David Moyes has a reputation as a steady-hand-on-the-till kind of coach (even though he hasn't had a positive experience of coaching in England since May 2012). A reliable grafter whose clubs will also graft and through that graft, they will survive.
But is that true? Can he really improve on a struggling side to make them stronger? Let's have a look at the numbers to see what kind of effect David Moyes had on Sunderland when he was appointed in summer 2016.
In 2015/16 under Sam Allardyce, Sunderland survived relegation by the skin of their teeth. They did so scoring 48 goals from 439 shots; that's a conversion rate of 11% which is fairly decent. 28 of their 48 goals were assisted, and they managed to create 321 chances in total (37 of which were classified as "big" chances"). They were decent.
In 2016/17 under David Moyes, however, the potency dropped right out of Sunderland's play. They scored just 29 goals from 387 chances, a pitiful 7% shot conversion. Only 12 of their goals were assisted, and that from 266 chances created, only 18 of which were big chances. The numbers were down across the board.

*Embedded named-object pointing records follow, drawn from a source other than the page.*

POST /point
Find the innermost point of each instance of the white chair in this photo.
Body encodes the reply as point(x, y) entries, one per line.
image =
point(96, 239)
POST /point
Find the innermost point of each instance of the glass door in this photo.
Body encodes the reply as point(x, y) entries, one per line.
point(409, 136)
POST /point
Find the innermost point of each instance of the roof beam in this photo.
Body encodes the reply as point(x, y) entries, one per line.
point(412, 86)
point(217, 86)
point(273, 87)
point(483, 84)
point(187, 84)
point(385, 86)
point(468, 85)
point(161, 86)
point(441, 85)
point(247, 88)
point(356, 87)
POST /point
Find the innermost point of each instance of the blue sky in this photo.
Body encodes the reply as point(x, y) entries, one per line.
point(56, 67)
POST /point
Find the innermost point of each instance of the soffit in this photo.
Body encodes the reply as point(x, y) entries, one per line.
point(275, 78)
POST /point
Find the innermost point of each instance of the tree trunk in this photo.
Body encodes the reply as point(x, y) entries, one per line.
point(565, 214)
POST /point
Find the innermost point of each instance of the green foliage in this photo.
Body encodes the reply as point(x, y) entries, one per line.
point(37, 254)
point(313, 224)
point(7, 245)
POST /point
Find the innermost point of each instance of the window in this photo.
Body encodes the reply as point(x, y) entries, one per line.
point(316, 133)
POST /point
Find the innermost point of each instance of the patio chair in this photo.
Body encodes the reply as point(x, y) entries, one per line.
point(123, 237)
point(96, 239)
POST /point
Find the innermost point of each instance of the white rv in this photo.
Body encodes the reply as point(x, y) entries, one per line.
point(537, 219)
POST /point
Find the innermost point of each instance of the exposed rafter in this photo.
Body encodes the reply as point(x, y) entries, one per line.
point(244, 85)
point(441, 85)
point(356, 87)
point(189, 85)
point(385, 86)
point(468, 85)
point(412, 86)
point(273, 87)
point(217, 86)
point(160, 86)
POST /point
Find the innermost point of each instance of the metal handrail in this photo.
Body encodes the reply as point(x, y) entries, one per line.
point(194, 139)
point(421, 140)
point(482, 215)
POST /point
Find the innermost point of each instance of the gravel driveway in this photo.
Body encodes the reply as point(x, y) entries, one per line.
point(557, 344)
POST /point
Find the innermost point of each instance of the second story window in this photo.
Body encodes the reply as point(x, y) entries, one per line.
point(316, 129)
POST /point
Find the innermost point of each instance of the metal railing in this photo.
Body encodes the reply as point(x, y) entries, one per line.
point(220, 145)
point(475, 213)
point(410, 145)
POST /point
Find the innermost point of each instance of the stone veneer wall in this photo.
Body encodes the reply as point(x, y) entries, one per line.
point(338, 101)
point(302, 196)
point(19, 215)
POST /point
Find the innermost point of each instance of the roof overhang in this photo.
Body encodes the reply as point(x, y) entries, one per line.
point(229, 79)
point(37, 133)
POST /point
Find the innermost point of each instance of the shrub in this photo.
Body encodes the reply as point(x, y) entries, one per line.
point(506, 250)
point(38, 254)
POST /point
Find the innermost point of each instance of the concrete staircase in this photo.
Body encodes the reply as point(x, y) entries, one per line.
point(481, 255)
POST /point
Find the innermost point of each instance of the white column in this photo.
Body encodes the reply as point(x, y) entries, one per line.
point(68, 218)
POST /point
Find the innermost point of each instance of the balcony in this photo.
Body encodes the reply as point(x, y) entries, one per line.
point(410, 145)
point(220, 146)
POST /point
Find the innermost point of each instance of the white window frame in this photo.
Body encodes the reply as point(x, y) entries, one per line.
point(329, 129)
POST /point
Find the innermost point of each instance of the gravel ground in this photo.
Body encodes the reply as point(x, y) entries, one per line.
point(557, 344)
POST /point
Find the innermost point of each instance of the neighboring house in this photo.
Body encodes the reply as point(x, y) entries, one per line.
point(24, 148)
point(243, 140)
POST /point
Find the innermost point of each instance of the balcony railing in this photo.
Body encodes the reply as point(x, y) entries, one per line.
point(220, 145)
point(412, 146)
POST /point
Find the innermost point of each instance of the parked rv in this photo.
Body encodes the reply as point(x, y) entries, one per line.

But alright, surely defending is where Moyes really shines? Their inability to score is what relegated them, right? Not the defending which was solid and full of lovely graft? Well; in 2015/16 Sunderland attempted 767 tackles, winning 585 of them. They made 571 interceptions and conceded 335 attempts in the box.
Under Moyes, and West Ham fans you may want to look away now, Sunderland attempted just 631 tackles and won 468. They made 545 interceptions and conceded a somewhat terrifying 400 attempts in their box. For all the talk of graft, Moyes couldn't even motivate his Sunderland side to tackle (and Lee Cattermole plays for them!); the Black Cats attempted 136 less than the previous season. 136! It ain't pretty.
Looking at what Moyes did with Sunderland (and he did much the same to Premier League Champions Manchester United in 2013/14, with all the previously mentioned metrics decreasing bar exception of interceptions which did go up) and you wonder how on earth he's going to motivate a listless and disorganised West Ham side into turning their fortunes around?
It doesn't seem possible. Hell, if his quotes are anything to go by he's barely interested in whether or not the Hammers stay up, speaking to the Guardian, he said : "If it works, great. If it doesn’t, then I’ll see the East End of London for seven months, then I’ll go elsewhere."
It's a sad state of affairs, but everything points to West Ham being doomed.